Note Many examples in this article use <contoso> as a placeholder. In your scenario, replace <contoso> with the domain that you use for your organization.

Determine which account has access as an external user

If you can access the site as the incorrect external user, follow these steps:
  1. Sign in as the external user account that you used to accept the invite.
  2. Click the profile image in the upper-right corner, and then click My Settings.
  3. In the Account field, review the email address. For example, i:0#.f|membership|JonDoe@contoso.com.

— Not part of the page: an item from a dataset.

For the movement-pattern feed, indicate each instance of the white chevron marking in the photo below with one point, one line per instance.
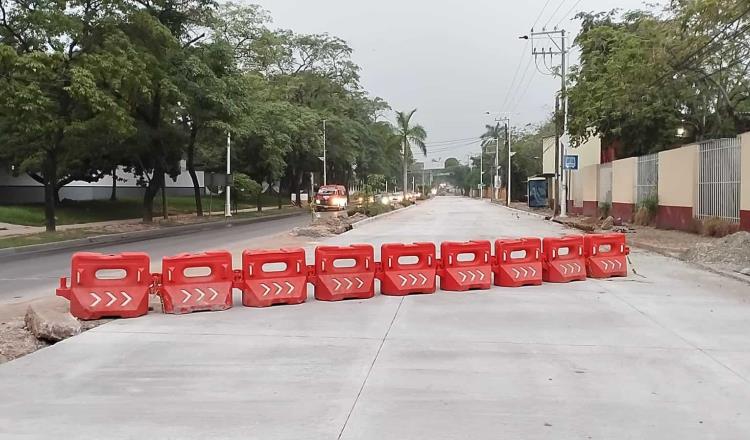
(112, 298)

    Note In this example, JonDoe@contoso.com is the email account that accepted the user invitation.
  4. If the address is incorrect, go to the "Remove the incorrect external user account" section.
If you can't access the site as the incorrect external user, follow these steps:
  1. As a SharePoint Online administrator, sign in to the site collection that was shared with the external user.
  2. Click the gear icon for the Settings menu, and then click Site settings.
  3. In the Users and Permissions section, click People and groups.
  4. At the end of the URL in your browser window, after the people.aspx? part of the URL, replace MembershipGroupId=<number> with MembershipGroupId=0, and then press Enter.
  5. In the list of users, locate the name of the external user. Right-click the user name, and copy the shortcut.
  6. In a new browser window or tab, paste the URL that you copied in the previous step into the address box. Add &force=1 to the end of the URL, and then press Enter.
  7. In the Account field, review the email address. For example, i:0#.f|membership|JonDoe@contoso.com.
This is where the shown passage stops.